Anyone who's ever marked student writing will know that there's more than one way to go about trying to correct an oddly-worded sentence and the suggestions in the coding above are all legitimate, but somehow didn't quite ring true to me. It struck me that in each case, the best solution would actually just be to drop the word 'colour' altogether. You might have noticed that all the examples are very similar and they were all indeed in response to the same question which asked students to describe a new mobile phone, including what colour is was. Hmm, so was this just a case of the wording of the question skewing the data? Was it just task effect? It prompted me to search more widely and I found that although I had a lot of examples from this one question, the same issue was cropping up at other levels amongst the Spanish learner data in response to completely different tasks. And from what I understand (I should confess at this point that I'm not a Spanish speaker!), it’s possible to say something along the lines of "a dress of colour blue" in Spanish. It's not a really major error, but it's a high-frequency word and I think the point fits nicely here and, hopefully, gives students (and teachers) pause for thought over something they may not have considered before.

L1-specific errors and classic false friends:
Finally, some of the most satisfying errors are the ones you track down which are clearly examples of L1 interference. And perhaps the most fun are the simple 'false friends'; the English words which seem to be a near equivalent to something in Spanish, but turn out to mean something different. I note these down as I work through the learner data, then try to collect them together into thematic sets which I can tie in with the coursebook syllabus. Below are a few around the theme of 'information' that I was looking at recently for some B2 material, shown along with the Spanish 'false friend' in brackets.

I am writing to you to reply to your <#RN> announcement | advertisement </#RN> in the newspaper. (anuncio)

It is really complicated to talk about a <#RN> theme | subject </#RN> as controversial as the cruelty of keeping animals in zoos. (tema)

What <#UD> a | </#UD> great <#RN> notice | news </#RN>!  (noticia)

We would like to know if you will be able to come, and give a <#RN> conference | talk </#RN>. (conferencia)


In some of these, the meaning of the Spanish word simply doesn't match its English near equivalent -  although they're often in the same semantic ballpark - announcement/advert, notice/news. Others are more about range of usage. So, the Spanish 'tema' seems more widely applicable than the English word 'theme' and gets used by students where 'subject' or 'topic' would fit better in English. And 'conferencia' in Spanish can describe both a conference and an individual talk or lecture. Activities for these are about raising students' awareness, drawing attention to the differences and where relevant, provoking some discussion.

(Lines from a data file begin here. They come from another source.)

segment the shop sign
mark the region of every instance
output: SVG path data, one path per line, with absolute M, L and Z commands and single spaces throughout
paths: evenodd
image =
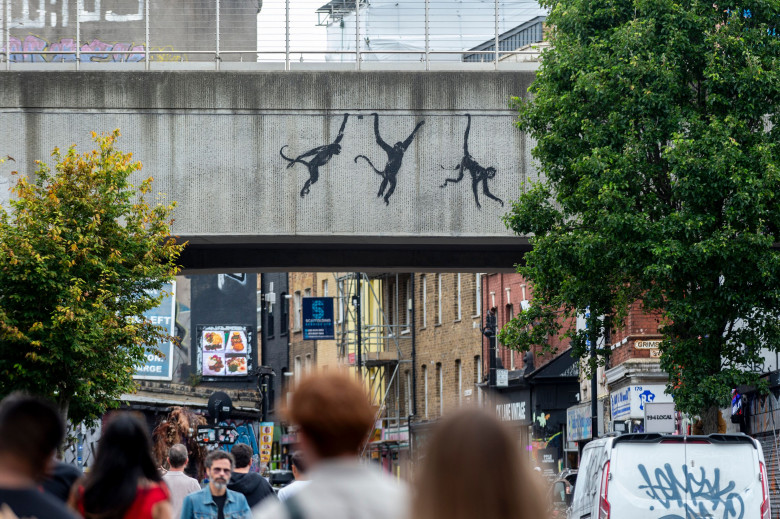
M 612 420 L 627 420 L 631 416 L 631 388 L 626 387 L 609 394 Z
M 144 317 L 151 322 L 165 328 L 165 333 L 173 337 L 176 334 L 176 283 L 166 283 L 162 290 L 149 291 L 151 296 L 159 296 L 165 292 L 160 304 L 151 310 L 144 312 Z M 140 380 L 171 380 L 171 355 L 173 354 L 173 343 L 166 340 L 155 345 L 160 350 L 162 356 L 159 356 L 149 350 L 144 352 L 143 364 L 135 367 L 133 378 Z
M 661 341 L 635 341 L 634 348 L 637 350 L 657 350 L 661 347 Z
M 645 404 L 645 432 L 673 433 L 674 403 L 649 402 Z
M 496 370 L 496 387 L 508 387 L 509 386 L 509 370 L 497 369 Z
M 525 402 L 496 404 L 496 416 L 502 422 L 518 422 L 528 419 Z
M 304 297 L 301 304 L 303 314 L 303 340 L 333 340 L 336 334 L 333 326 L 332 297 Z
M 539 449 L 537 456 L 542 475 L 554 478 L 558 474 L 558 449 Z
M 672 397 L 664 393 L 666 387 L 660 384 L 633 385 L 609 394 L 612 405 L 612 420 L 644 418 L 645 404 L 672 403 Z
M 291 432 L 291 433 L 283 434 L 281 443 L 284 445 L 298 443 L 298 433 Z
M 409 442 L 409 428 L 408 427 L 391 427 L 382 431 L 382 440 L 386 442 Z
M 271 446 L 274 443 L 274 423 L 260 422 L 260 463 L 271 461 Z
M 198 326 L 197 337 L 198 367 L 204 377 L 246 377 L 252 370 L 250 327 Z
M 566 410 L 566 436 L 567 441 L 589 440 L 593 437 L 590 403 Z

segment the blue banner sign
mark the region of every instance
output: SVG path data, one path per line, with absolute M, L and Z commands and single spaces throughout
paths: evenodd
M 162 302 L 157 308 L 153 308 L 144 314 L 146 319 L 165 328 L 165 332 L 173 336 L 176 332 L 176 282 L 163 285 L 162 292 L 166 292 Z M 153 293 L 153 296 L 159 295 Z M 150 349 L 147 349 L 144 363 L 136 366 L 133 378 L 142 380 L 171 380 L 171 355 L 173 354 L 173 343 L 171 341 L 161 342 L 156 348 L 163 353 L 163 357 L 155 355 Z
M 327 341 L 336 338 L 333 326 L 332 297 L 304 297 L 301 310 L 303 313 L 303 340 Z

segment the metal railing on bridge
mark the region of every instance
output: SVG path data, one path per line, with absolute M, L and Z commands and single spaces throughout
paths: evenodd
M 0 0 L 0 70 L 498 68 L 544 39 L 535 0 L 325 1 Z

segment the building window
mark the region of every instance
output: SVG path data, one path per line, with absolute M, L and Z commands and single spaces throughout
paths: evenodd
M 406 297 L 404 298 L 404 302 L 406 305 L 406 311 L 404 312 L 406 314 L 406 317 L 404 318 L 404 331 L 409 332 L 411 331 L 412 327 L 412 278 L 408 278 L 406 280 L 406 292 L 404 292 Z
M 406 371 L 406 416 L 412 414 L 412 374 Z
M 293 294 L 293 311 L 295 314 L 293 315 L 293 318 L 295 319 L 295 322 L 293 323 L 293 330 L 300 331 L 301 329 L 301 292 L 299 290 L 296 290 Z
M 515 308 L 513 305 L 506 305 L 506 322 L 511 321 L 515 316 Z M 509 349 L 509 369 L 515 369 L 515 350 Z
M 295 384 L 297 385 L 298 382 L 301 381 L 301 377 L 303 376 L 303 366 L 301 364 L 301 356 L 298 355 L 295 357 L 295 372 L 293 373 L 293 377 L 295 377 Z
M 322 297 L 328 297 L 328 280 L 322 280 Z
M 472 308 L 472 316 L 479 317 L 482 313 L 482 275 L 474 274 L 474 305 Z
M 457 321 L 463 319 L 461 307 L 461 279 L 460 274 L 455 274 L 455 320 Z
M 306 374 L 311 373 L 312 368 L 314 367 L 314 362 L 312 361 L 311 353 L 306 354 L 306 363 L 303 365 L 303 371 Z
M 436 324 L 441 324 L 441 274 L 436 274 Z
M 420 286 L 422 288 L 422 327 L 428 326 L 428 284 L 425 275 L 420 276 Z
M 460 359 L 455 361 L 455 373 L 458 374 L 458 406 L 463 405 L 463 366 Z
M 307 288 L 303 291 L 303 297 L 311 297 L 311 288 Z
M 439 399 L 439 416 L 444 415 L 444 373 L 441 369 L 441 362 L 436 363 L 436 393 Z
M 281 312 L 279 335 L 287 335 L 287 333 L 290 331 L 290 303 L 287 300 L 287 292 L 282 292 L 281 296 L 279 297 L 279 310 Z M 269 310 L 269 312 L 270 311 L 271 310 Z
M 268 304 L 268 311 L 265 313 L 265 333 L 269 339 L 274 338 L 274 306 Z M 284 314 L 282 314 L 284 316 Z M 284 322 L 282 322 L 282 329 L 284 329 Z
M 339 280 L 336 284 L 338 291 L 339 291 L 339 324 L 344 322 L 344 298 L 346 297 L 346 294 L 344 293 L 344 281 Z
M 482 383 L 482 359 L 479 355 L 474 357 L 474 385 L 477 387 L 477 403 L 482 404 L 482 388 L 477 385 Z
M 425 411 L 425 419 L 428 419 L 428 366 L 423 364 L 422 367 L 423 376 L 423 410 Z

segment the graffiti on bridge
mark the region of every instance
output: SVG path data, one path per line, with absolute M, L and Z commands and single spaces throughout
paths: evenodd
M 120 43 L 92 40 L 79 47 L 73 38 L 62 38 L 56 42 L 27 35 L 24 40 L 11 37 L 8 42 L 9 60 L 12 63 L 70 63 L 76 61 L 76 50 L 81 53 L 81 61 L 137 63 L 144 60 L 146 47 L 141 43 Z M 186 61 L 186 57 L 176 54 L 172 47 L 152 48 L 150 61 Z M 39 54 L 46 52 L 46 54 Z M 5 54 L 5 45 L 0 46 Z

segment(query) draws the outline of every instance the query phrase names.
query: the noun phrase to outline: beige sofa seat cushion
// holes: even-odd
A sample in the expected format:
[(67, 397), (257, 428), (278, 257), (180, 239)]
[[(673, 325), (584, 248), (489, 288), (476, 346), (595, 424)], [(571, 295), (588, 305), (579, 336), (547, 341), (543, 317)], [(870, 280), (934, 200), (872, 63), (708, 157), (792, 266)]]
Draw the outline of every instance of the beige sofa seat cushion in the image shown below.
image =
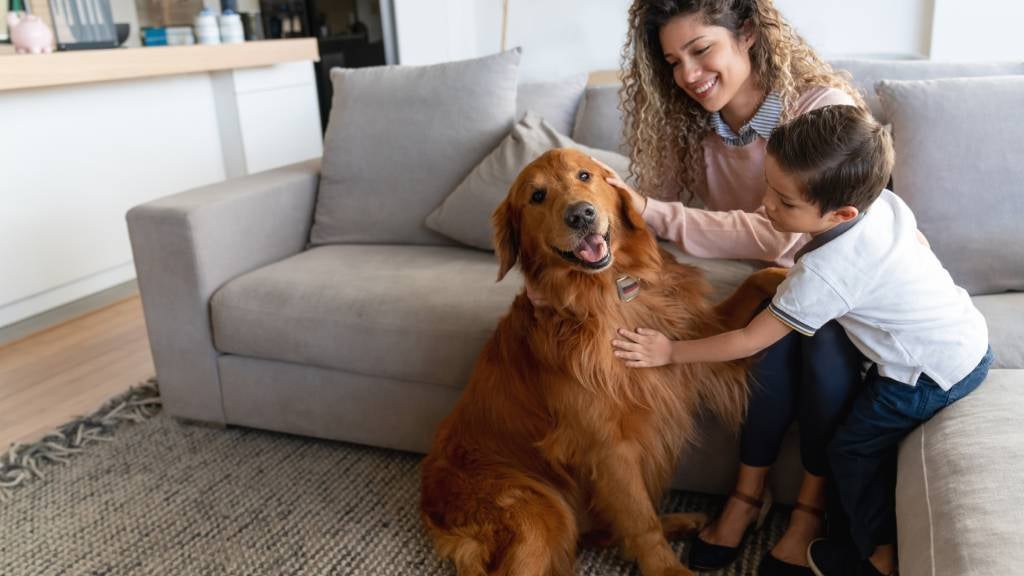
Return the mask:
[(494, 255), (448, 246), (331, 245), (227, 283), (217, 350), (461, 388), (522, 286)]
[[(678, 252), (678, 251), (676, 251)], [(686, 257), (681, 259), (686, 260)], [(693, 260), (728, 294), (742, 262)], [(210, 303), (227, 354), (461, 388), (522, 287), (489, 252), (329, 245), (228, 282)]]
[(679, 262), (696, 266), (704, 271), (704, 277), (711, 283), (712, 291), (710, 298), (712, 302), (725, 300), (732, 294), (733, 290), (746, 280), (747, 276), (750, 276), (751, 273), (764, 266), (764, 264), (747, 260), (697, 258), (685, 254), (682, 249), (671, 242), (663, 241), (659, 245), (675, 256)]
[(971, 301), (988, 323), (988, 340), (996, 356), (992, 367), (1024, 369), (1024, 292), (975, 296)]
[(1021, 573), (1022, 414), (1024, 371), (993, 370), (903, 442), (896, 485), (901, 574)]

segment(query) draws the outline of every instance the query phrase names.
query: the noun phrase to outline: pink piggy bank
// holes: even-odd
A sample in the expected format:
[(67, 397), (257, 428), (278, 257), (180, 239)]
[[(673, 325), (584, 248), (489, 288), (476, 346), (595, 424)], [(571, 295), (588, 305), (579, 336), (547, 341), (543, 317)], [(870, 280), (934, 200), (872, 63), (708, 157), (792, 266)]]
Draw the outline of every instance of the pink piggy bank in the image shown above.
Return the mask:
[(53, 51), (53, 32), (35, 14), (19, 17), (16, 12), (7, 14), (7, 28), (11, 44), (18, 54), (42, 54)]

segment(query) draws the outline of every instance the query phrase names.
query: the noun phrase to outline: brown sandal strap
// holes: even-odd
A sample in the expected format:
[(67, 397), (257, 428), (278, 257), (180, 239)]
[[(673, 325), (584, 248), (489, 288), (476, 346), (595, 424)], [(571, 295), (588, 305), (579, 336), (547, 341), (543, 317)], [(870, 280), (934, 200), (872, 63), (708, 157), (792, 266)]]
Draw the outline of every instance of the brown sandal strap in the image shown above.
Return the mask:
[(749, 504), (754, 508), (761, 508), (761, 506), (764, 506), (764, 500), (759, 500), (749, 494), (744, 494), (743, 492), (738, 492), (736, 490), (733, 490), (732, 494), (729, 494), (729, 497), (735, 498), (744, 504)]
[(803, 502), (800, 502), (799, 500), (796, 501), (793, 504), (793, 510), (794, 511), (799, 510), (800, 512), (803, 512), (804, 514), (810, 514), (811, 516), (815, 516), (818, 519), (824, 519), (825, 518), (825, 511), (824, 510), (822, 510), (821, 508), (818, 508), (817, 506), (811, 506), (810, 504), (804, 504)]

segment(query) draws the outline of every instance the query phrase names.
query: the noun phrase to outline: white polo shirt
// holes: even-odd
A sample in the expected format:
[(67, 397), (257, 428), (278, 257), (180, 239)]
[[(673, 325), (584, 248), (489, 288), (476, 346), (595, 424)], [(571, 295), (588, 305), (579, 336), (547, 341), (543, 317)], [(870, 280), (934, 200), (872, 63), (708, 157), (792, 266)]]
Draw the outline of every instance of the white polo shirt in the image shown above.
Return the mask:
[(985, 318), (898, 196), (883, 190), (845, 224), (807, 244), (768, 310), (807, 336), (835, 319), (882, 376), (913, 386), (923, 372), (949, 390), (988, 350)]

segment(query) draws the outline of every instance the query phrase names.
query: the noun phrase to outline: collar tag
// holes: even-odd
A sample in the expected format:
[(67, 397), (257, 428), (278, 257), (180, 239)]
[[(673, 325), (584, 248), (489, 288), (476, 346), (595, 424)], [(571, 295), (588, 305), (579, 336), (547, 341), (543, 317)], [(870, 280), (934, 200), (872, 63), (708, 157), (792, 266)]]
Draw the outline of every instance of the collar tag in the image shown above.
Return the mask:
[(621, 276), (615, 281), (615, 288), (619, 291), (619, 300), (629, 302), (640, 293), (640, 282), (632, 276)]

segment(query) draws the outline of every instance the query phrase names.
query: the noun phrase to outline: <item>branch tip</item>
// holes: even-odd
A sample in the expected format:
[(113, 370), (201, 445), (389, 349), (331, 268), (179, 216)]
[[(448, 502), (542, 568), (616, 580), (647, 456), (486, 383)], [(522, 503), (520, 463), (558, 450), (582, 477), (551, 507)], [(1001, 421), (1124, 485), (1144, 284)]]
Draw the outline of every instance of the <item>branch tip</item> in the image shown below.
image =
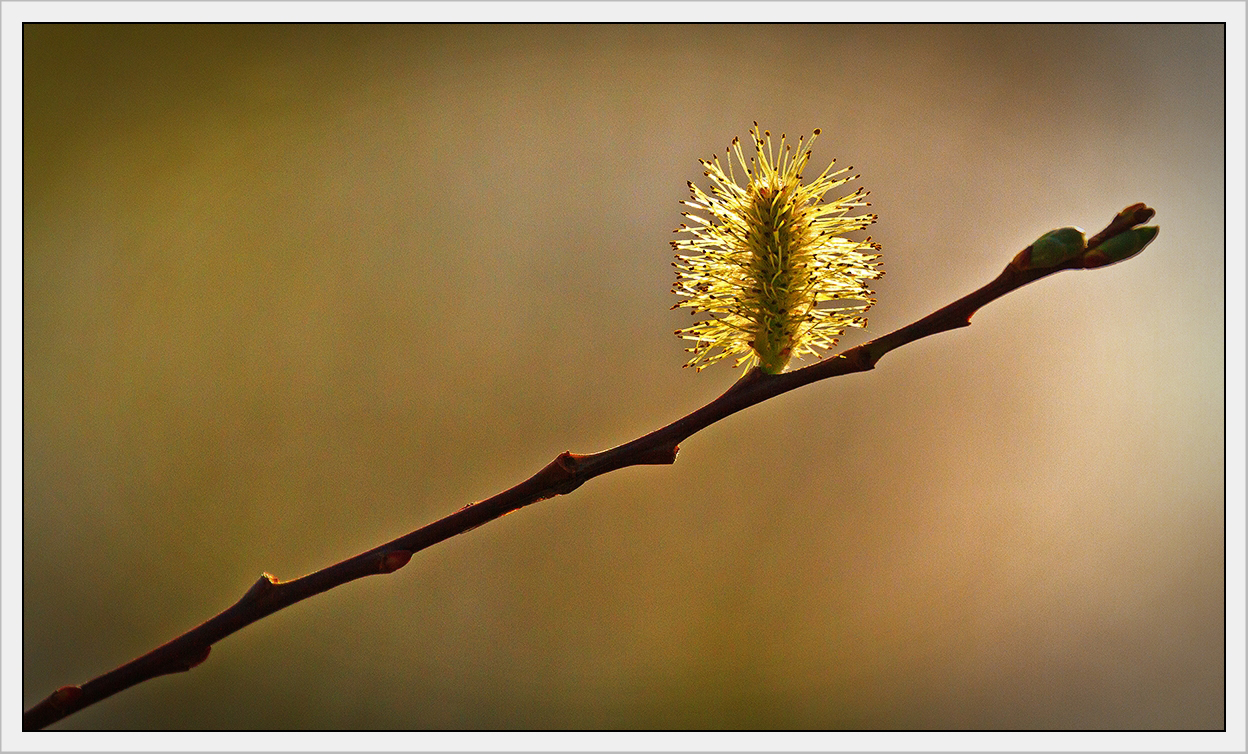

As a side note here, when looking for example sentences for practice activities, although the learner corpus is great for a getting a feel for level, you have to be careful not to transfer subtly awkward phrasing and atypical constructions, ‘learnerese’ if you like, into materials. Especially at higher levels and with subtle differences, such as the theme/subject distinction, I’ll often have a browse through NS corpus data for example sentences. That way I’m ensuring learners have an authentic model and it’s also good to up the level of the language just a little to provide a sense of challenge and progress even when essentially revising.


Research into practice:
Hopefully, this handful of examples gives a taste of the work I've been doing, the way I make use of the learner corpus, both by using the error tags and going beyond the tags to explore less obvious errors. I've also tried to show just some of the issues that emerge in trying to translate the results of that analysis into materials that fit in with the coursebook syllabus, that focus on significant, but apparently below-level mistakes in a way that's appropriately challenging and engaging, and that draws learners' attention to language points that are especially relevant to them rather than just part of a generic global syllabus.

Labels: , , , ,

Thursday, June 07, 2018

Learner corpus research: mixed methods and detective work


In a blog post at the end of last year, one of my resolutions for 2018 was to focus more on the areas that especially interest me and one of those was corpus research. So far, so good. I’ve spent the past couple of months researching Spanish learner errors for a writing project and next week, I’ll be presenting at my first corpus linguistics conference, IVACS in Valletta, Malta. Coincidentally, I’m going to be talking about my work with the Cambridge Learner Corpus (CLC) researching errors by Spanish students to feed into ELT materials for the Spanish market.

Although this will be my first time speaking at a corpus linguistics conference, it’s far from the first time I’ve spoken about my work with the CLC. In fact, my first presentation at a major conference, at IATEFL in Dublin back in 2000, was about the work I’d been doing using the CLC to write common error notes for the Cambridge Learner’s Dictionary.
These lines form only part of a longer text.